Dynamic Correction of Erroneous State Estimates via Diffusion Bayesian Exploration
Yiwei Shi, Hongnan Ma, Mengyue Yang, Cunjia Liu, Weiru Liu
TL;DR
The paper identifies S-PSI as a baseline-induced barrier in bootstrap particle filters that prevents corrections to severely misaligned initial state estimates. It introduces DEPF, a diffusion-enhanced PF framework that injects exploratory particles, applies entropy-aware diffusion guided by posterior covariance, and validates proposals with Metropolis–Hastings to expand the belief support only when contradicted by data. The approach yields theoretical guarantees and empirically superior performance in hazardous-gas localization tasks, outperforming RL-based and classical PF perturbation baselines, especially under severe prior misalignment. The results support DEPF as a robust inference module for real-time emergency management, enabling principled, data-driven corrections to early state estimates while preserving statistical rigor. Overall, DEPF offers a practical, generalizable mechanism to overcome prior misalignment in sequential Bayesian inference for high-stakes sensing and planning tasks.
Abstract
In emergency response and other high-stakes societal applications, early-stage state estimates critically shape downstream outcomes. Yet, these initial state estimates-often based on limited or biased information-can be severely misaligned with reality, constraining subsequent actions and potentially causing catastrophic delays, resource misallocation, and human harm. Under the stationary bootstrap baseline (zero transition and no rejuvenation), bootstrap particle filters exhibit Stationarity-Induced Posterior Support Invariance (S-PSI), wherein regions excluded by the initial prior remain permanently unexplorable, making corrections impossible even when new evidence contradicts current beliefs. While classical perturbations can in principle break this lock-in, they operate in an always-on fashion and may be inefficient. To overcome this, we propose a diffusion-driven Bayesian exploration framework that enables principled, real-time correction of early state estimation errors. Our method expands posterior support via entropy-regularized sampling and covariance-scaled diffusion.
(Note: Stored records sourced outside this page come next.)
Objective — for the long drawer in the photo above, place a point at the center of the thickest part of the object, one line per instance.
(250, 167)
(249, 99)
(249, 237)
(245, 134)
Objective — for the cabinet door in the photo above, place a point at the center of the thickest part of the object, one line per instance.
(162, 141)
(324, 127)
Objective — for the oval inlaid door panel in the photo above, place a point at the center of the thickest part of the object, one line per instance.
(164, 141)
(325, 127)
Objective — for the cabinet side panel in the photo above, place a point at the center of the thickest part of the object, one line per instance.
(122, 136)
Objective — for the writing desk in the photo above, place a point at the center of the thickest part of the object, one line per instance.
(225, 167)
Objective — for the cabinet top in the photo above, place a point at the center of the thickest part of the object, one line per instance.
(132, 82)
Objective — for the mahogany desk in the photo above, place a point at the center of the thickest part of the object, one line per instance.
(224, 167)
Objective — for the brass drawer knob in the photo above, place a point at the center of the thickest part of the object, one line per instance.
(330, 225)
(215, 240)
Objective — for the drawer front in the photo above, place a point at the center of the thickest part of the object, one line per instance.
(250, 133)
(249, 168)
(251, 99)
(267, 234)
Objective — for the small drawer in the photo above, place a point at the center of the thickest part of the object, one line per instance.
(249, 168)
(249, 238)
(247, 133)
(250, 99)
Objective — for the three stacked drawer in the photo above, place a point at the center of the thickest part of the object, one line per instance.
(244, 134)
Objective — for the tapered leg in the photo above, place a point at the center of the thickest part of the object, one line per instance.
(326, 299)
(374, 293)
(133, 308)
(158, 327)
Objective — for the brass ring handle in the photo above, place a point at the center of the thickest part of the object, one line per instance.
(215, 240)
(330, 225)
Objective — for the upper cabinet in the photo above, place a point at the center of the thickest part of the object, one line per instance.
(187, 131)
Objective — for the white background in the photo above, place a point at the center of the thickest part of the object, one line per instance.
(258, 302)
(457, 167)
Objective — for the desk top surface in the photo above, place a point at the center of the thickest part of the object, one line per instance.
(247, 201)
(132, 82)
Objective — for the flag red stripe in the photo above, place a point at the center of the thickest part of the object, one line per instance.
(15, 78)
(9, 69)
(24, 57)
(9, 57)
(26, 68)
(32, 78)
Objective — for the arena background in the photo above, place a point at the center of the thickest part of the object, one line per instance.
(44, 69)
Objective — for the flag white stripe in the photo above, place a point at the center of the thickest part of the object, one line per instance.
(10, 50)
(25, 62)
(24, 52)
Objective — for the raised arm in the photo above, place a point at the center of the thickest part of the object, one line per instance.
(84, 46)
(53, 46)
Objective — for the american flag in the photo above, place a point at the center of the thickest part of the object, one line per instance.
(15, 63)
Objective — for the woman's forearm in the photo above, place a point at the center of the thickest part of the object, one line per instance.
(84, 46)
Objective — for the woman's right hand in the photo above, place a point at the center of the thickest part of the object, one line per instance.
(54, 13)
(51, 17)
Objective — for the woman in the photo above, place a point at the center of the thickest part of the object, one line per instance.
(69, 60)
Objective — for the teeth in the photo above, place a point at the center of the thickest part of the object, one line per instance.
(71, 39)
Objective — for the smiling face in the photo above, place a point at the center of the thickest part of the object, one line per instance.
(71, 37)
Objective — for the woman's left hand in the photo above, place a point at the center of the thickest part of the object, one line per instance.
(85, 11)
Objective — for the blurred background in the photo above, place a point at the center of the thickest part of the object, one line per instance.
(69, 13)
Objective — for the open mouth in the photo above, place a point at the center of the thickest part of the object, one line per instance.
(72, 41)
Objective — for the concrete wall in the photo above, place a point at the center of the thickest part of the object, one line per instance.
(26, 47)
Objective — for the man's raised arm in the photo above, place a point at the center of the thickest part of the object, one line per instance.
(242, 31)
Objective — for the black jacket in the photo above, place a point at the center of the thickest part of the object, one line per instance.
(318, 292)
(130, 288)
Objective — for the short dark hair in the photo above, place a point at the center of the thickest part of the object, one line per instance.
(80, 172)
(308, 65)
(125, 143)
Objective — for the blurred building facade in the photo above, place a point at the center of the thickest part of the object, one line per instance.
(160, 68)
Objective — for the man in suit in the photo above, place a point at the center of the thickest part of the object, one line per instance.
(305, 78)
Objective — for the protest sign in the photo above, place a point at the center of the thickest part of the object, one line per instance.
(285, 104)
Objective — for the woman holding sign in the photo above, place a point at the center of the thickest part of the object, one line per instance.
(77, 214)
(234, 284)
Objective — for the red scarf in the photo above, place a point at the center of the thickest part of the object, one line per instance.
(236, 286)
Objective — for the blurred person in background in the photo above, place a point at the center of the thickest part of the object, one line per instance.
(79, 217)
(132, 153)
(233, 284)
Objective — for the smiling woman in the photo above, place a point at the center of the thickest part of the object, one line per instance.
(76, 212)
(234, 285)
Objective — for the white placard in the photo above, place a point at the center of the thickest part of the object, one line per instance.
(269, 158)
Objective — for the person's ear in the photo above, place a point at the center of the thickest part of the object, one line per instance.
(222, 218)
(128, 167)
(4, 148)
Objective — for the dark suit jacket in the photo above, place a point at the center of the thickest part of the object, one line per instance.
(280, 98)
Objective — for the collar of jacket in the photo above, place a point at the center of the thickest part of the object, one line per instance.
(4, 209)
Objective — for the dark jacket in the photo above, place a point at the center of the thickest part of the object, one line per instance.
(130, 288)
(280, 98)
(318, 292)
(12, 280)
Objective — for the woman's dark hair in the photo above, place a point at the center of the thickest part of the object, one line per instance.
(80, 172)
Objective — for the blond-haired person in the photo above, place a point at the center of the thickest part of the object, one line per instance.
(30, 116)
A Metropolis-Hastings check validates proposals and keeps inference adaptive to unexpected evidence. Empirical evaluations on realistic hazardous-gas localization tasks show that our approach matches reinforcement learning and planning baselines when priors are correct. It substantially outperforms classical SMC perturbations and RL-based methods under misalignment, and we provide theoretical guarantees that DEPF resolves S-PSI while maintaining statistical rigor.